In 1723 the Gran Consiglio of the Fiuman commune was put under the Circle of Inner Austria with its seat at Graz. The captain, as a representative of the emperor, held the executive power over governmental economic policy. Progressively, Fiume was included in a broader institutional framework aimed at the economic development of the whole empire, and was increasingly included as part of Hungary. That Hungarian influence was on the rise is reflected in the fact that Fiume, as a Free City, accepted the Pragmatic Sanction in 1723, the same year as did the Hungarian Diet and the other Habsburg lands, while the "sister city" of Trieste had done so ten years earlier, in 1713. Charles VI intended for Trieste to link Austrian lands to his remaining Spanish possessions – Naples. Fiume was to provide a link to Hungary and the Banat of Temesvar, where the colony of Spanish exiles of Nova Barcelona was to be founded.

Establishing Fiume as the link to Hungary was entrusted to Ramon de Vilana Perlas (1663-1741), Marques de Rialp, who was, until his resignation in 1737, the  to Charles VI, as well as the executive of the Spanish and Belgian councils, and coordinator of diplomatic relations involving the Emperor's Italian and Belgian outposts. The project failed, but links between Fiume and the Banat of Temesvar remained strong. In 1741, under the reign of Maria Theresa (1740–1780), the Comercien Ober Directorium (Commercial High Directory) was formed in Vienna, to oversee all the commercial affairs of the empire. In 1745, Maria Theresa united the administrations of all the ports within an Oberste Commerz-Intendenza (High Commercial Intendancy), which originally had been established by her father in 1731.

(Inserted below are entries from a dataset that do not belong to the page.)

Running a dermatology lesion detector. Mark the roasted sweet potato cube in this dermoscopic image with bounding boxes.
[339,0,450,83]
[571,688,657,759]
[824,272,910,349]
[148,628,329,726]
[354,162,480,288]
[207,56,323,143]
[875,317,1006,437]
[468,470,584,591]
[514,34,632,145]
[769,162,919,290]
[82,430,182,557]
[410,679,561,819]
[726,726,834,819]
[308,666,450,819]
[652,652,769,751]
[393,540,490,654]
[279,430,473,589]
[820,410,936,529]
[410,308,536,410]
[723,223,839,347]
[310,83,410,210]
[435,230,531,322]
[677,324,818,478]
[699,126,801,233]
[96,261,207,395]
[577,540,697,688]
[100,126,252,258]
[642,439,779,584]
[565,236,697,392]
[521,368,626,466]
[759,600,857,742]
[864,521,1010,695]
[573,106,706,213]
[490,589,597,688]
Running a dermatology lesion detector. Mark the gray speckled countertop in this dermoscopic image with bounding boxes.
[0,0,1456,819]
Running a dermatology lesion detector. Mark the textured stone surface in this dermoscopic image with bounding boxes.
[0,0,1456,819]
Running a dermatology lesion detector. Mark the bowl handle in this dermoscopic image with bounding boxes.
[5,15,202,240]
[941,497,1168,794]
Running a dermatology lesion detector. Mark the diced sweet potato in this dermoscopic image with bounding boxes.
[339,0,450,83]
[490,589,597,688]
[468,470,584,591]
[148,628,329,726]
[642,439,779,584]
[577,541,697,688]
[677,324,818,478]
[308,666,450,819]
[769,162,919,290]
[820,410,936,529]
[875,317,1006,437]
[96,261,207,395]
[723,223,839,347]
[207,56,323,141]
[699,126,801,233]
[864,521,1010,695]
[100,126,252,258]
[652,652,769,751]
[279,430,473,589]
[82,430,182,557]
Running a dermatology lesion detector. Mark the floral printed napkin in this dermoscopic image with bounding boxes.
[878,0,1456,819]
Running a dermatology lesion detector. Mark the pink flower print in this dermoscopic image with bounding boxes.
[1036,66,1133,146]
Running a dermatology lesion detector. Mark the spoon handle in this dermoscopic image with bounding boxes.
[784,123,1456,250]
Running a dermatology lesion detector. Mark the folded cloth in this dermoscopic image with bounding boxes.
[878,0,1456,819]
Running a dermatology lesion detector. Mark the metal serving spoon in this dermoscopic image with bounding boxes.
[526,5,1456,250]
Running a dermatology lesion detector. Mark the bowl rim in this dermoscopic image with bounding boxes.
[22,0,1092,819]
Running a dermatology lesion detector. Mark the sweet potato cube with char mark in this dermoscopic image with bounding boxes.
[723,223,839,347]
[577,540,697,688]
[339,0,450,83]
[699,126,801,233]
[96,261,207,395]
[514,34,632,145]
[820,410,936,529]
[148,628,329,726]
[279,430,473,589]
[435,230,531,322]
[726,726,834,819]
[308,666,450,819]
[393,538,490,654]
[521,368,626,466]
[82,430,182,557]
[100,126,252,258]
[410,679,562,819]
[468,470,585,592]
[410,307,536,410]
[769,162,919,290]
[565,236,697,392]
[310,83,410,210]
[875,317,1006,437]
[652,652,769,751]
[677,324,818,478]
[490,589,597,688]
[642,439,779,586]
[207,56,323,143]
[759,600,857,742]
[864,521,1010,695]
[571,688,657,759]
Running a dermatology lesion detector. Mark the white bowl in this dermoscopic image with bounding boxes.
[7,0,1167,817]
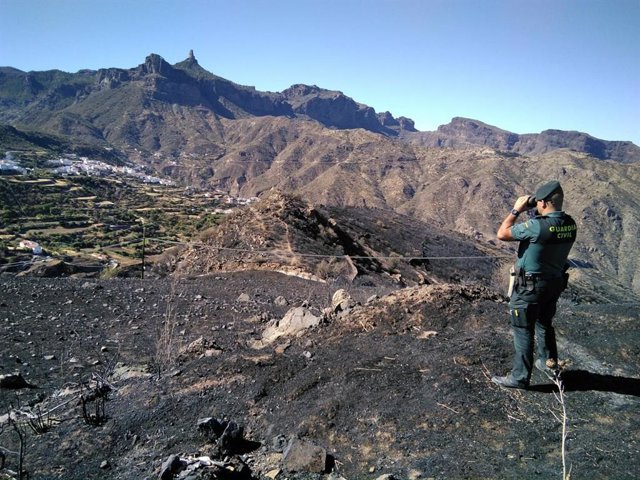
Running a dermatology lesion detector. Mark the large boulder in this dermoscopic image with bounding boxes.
[262,307,321,343]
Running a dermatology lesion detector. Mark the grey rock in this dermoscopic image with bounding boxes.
[282,438,327,473]
[273,295,289,307]
[158,455,187,480]
[0,373,38,390]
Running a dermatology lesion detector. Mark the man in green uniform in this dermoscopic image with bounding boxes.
[491,181,577,388]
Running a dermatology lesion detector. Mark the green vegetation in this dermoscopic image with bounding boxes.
[0,174,228,265]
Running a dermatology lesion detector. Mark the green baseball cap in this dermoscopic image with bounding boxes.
[535,180,562,201]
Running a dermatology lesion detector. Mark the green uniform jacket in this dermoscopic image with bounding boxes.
[511,212,577,278]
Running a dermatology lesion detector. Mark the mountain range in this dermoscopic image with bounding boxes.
[0,51,640,163]
[0,52,640,298]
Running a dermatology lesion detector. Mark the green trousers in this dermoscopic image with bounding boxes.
[509,278,564,385]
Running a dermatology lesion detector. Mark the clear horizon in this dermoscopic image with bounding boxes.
[0,0,640,145]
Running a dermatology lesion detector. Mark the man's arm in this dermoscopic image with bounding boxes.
[496,195,529,242]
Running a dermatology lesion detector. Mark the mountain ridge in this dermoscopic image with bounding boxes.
[0,51,640,163]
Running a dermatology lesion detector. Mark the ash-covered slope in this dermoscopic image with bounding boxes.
[158,191,500,285]
[0,271,640,480]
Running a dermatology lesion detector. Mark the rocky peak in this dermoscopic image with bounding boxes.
[138,53,173,75]
[186,50,198,66]
[282,83,328,98]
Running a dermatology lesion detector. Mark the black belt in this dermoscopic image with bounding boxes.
[524,272,562,280]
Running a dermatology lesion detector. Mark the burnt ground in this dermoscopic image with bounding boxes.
[0,272,640,479]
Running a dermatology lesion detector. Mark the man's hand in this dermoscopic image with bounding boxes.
[513,195,531,213]
[496,195,529,242]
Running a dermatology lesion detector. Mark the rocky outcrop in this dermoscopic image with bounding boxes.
[403,117,640,163]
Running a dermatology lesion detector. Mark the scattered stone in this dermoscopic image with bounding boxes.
[331,288,353,313]
[262,307,320,343]
[0,373,38,390]
[282,438,327,473]
[158,455,187,480]
[236,293,251,303]
[271,435,287,453]
[416,330,438,340]
[273,295,289,307]
[218,422,244,452]
[198,417,225,439]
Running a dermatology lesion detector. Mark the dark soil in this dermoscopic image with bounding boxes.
[0,272,640,479]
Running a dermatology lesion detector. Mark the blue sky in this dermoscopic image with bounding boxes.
[0,0,640,145]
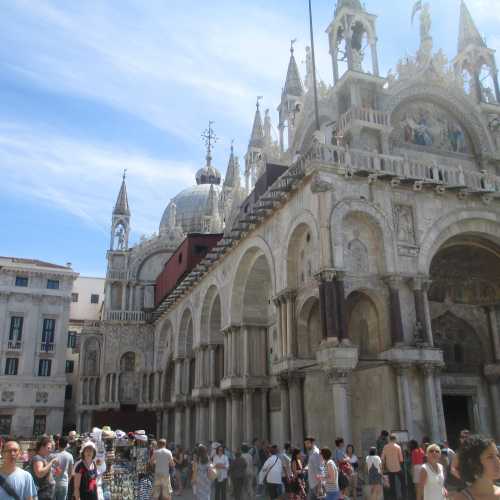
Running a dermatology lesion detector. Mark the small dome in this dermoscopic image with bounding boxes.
[160,184,221,233]
[196,165,221,185]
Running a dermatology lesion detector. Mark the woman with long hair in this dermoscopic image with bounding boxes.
[453,436,500,500]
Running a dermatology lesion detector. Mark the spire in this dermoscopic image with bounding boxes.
[113,169,130,216]
[248,96,264,148]
[458,0,486,53]
[224,141,240,188]
[283,40,304,97]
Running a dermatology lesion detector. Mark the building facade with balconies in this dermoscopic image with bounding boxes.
[0,257,78,437]
[79,0,500,453]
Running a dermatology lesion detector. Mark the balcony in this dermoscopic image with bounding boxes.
[7,340,23,352]
[338,107,391,135]
[105,311,151,323]
[307,144,500,196]
[40,342,55,352]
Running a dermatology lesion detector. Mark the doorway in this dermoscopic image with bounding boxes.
[443,396,474,450]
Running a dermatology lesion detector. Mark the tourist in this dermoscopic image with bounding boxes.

Fiume, instead of being a kreisamt (district seat), was subordinated to a gubernium (governorate) and had a Direzione Superiore Commerciale (Kommerzassesorium) subordinated to the Cesarea Regia Intendenza Commerciale per il Litorale at Trieste. From 1748 to 1776, the Intendenza was the first provincial imperial institution to govern the city. In 1749, Maria Theresa issued the Haupt Resolution by which the civil and military Capitan of Trieste was placed under the control of the Comercien Ober Directorium at Vienna. All the littoral region, in fact, became a territorial dependency of this new institution, which was specifically concerned with the development of commerce; and thus the littoral was very different from the other, feudal provinces. From 1753, the Intendenza Capitanale di Fiume Tersatto e Buccari executed the orders of its head office in Trieste. The Fiuman luogotenente of the Cesarea Regia Luogotenenza Governale del Capitanato di Fiume, Tersatto e Buccari, played the role of the captain, and his jurisdiction extended from Moschienizze to Carlopago. The Intendenza transmitted orders to the justice rectors in Fiume. Thereby the autonomy of the local institutions (the justice rectors previously headed the communal administration) was gradually eroded.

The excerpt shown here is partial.